If you’re looking for an island getaway, I can heartily recommend Korcula. We spent three happy nights there, with an amazing view from the room. I took a couple of pictures.
Too soon we travelled onwards.
The Voyage Splitwards
So it was back onto the ferry. The three nights of rest and the days of rest and beach going pleased me immensely. As mentioned above, this ferry was half an hour late, but worse things happen at sea.
This leg of the ferry had many more stops. The way to Korcula from Dubrovnik had only one stop, Mljet, but from Korcula there were several. Brac and Hvar. In an interesting piece of news, Hvar has recently started policing tourists far more keenly. Some of the restrictions make a lot of sense, pissing in public is bad and wearing a swimsuit in the old town maybe belies a certain lack of respect. One of the restrictions, eating in public squares, seems a bit far though. I suppose besides tourists there is the other major public nuisance to deal with – pigeons.

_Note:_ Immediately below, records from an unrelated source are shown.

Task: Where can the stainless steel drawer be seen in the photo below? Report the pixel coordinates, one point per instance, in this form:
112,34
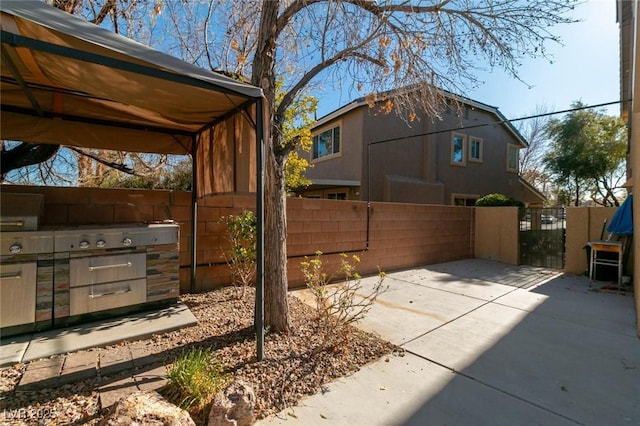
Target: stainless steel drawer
99,297
104,269
18,293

We never stopped in Hvar because we were heading to Split for our homeward journey and to see the sights. It is good advice for island hopping partiers, however. Respect the customs of Hvar, don’t piss or sleep in the street and especially not in the same place, or you may end up with some pretty hefty fines. And potentially damp trousers. With all of that taken care of, the bathroom review.
The Toilet Review
The ferry bathrooms were quite peculiar. As the ferry was a sphinx-like cross, a ship with the seats of a plane and the route of a bus, the toilet was as might be expected. A bit small. A bit worn from use. Not of the freshest scent imaginable. But it basically did the trick, even if the hand driers were a bit wanting and awkwardly placed in front of the mirror.
The bathrook of Skver, a restaurant located just off the old town, was modern and clean.
The pizza restaurant we visited had a toilet with one broken light and the hand drier not working, possibly a power cut localised to that one room.
The bathroom of the guesthouse was well-provisioned and quite comfortable.
Overall, I give Korcula bathrooms a solid 7 out of 10 and the ferry bathrooms about a 4.
The writer of this piece is currently on a bus bound for Amsterdam. You read that correctly. A bus. Bound for Amsterdam. It is probably going to be a bit of a trek, but it appears the wifi connection is holding out and the plug socket is working. He hopes he will be allowed to post.